La polizia di Londra ha reso noto che è salito a 79 il bilancio “tra morti e dispersi” dell’incendio alla torre. Ma non è tutto, perché “il numero delle vittime potrebbe aumentare ancora”. L’annuncio è del comandante della polizia Stuart Cundy che ha rilasciato le nuove dichiarazioni ufficiali in merito al gravissimo fatto di cronaca avvenuto la scorsa settimana all’esterno di Scotland Yard. L’ultimo bilancio era fermo a 58 tra vittime e dispersi. Cundy ha precisato che il nuovo numero potrebbe comunque rischiare di aggravarsi nel corso dell’indagini ancora in corso sul dramma della Grenfell Tower. “Le operazioni di ricerca nell’edificio di 24 piani proseguono. E’ tutto incredibilmente angosciante per le famiglie” ha spiegato.  E ha aggiunto che "è difficile descrivere la devastazione che il fuoco ha causato", assicurando che le autorità stanno lavorando per rendere "il più' veloce possibile" l'identificazione delle vittime, ma ha evidenziato ancora una volta la complessità di uno scenario così estremo.
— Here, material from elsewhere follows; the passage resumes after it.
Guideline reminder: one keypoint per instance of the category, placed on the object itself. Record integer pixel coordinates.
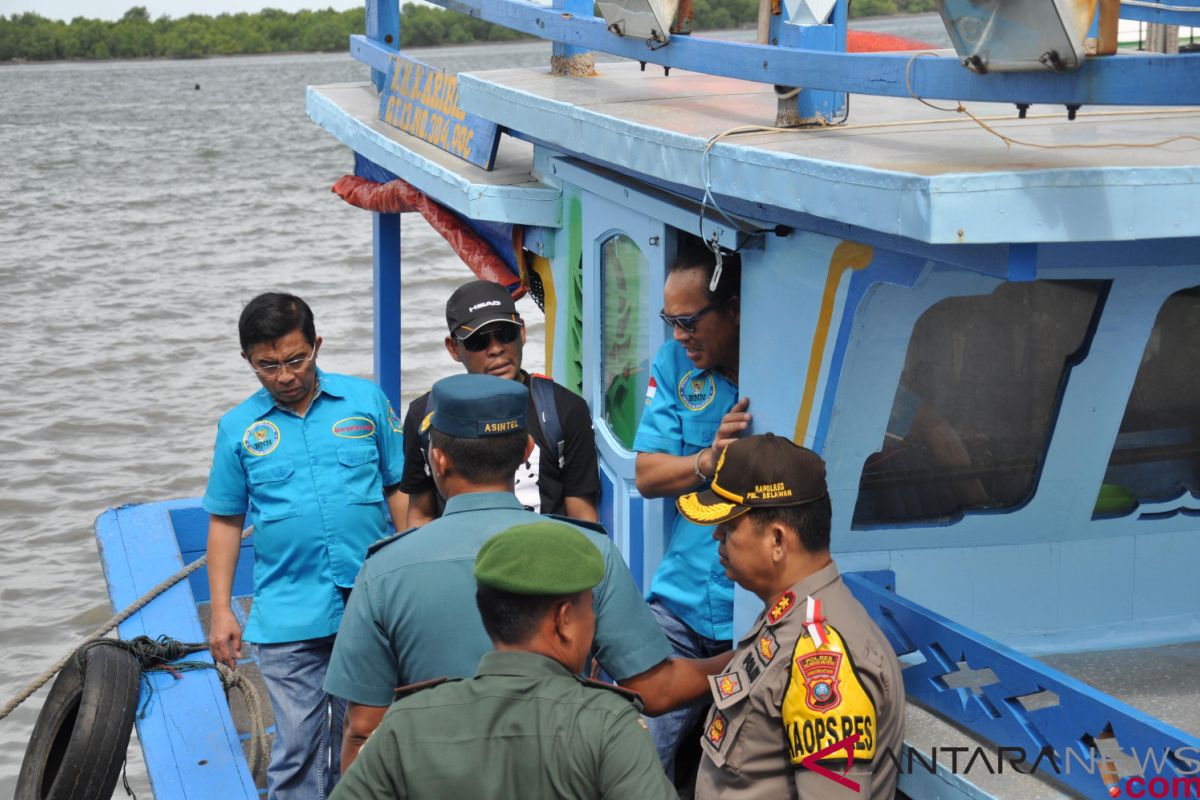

Cundy ha poi assicurato che le autorità stanno indagando sulla dinamica dell’incendio.

Il rivestimento vietato negli USA per la Grenfell Tower

Il rivestimento finito sotto accusa nell'incendio era stato vietato negli Usa per l'utilizzo nei grattacieli. Lo ha rivelato il Times secondo cui l'indagine penale si concentrerà fra l'altro proprio su questo aspetto. I pannelli in alluminio installati con funzione isolante ed estetica nella torre durante la recente ristrutturazione sono prodotti dalla impresa americana Reynobond e la società a cui era stato appaltato il lavoro avrebbe optato per quelli più economici, con uno scheletro di materiale plastico. Una versione “scelta per piccole strutture commerciali e non per condomini o ospedali”.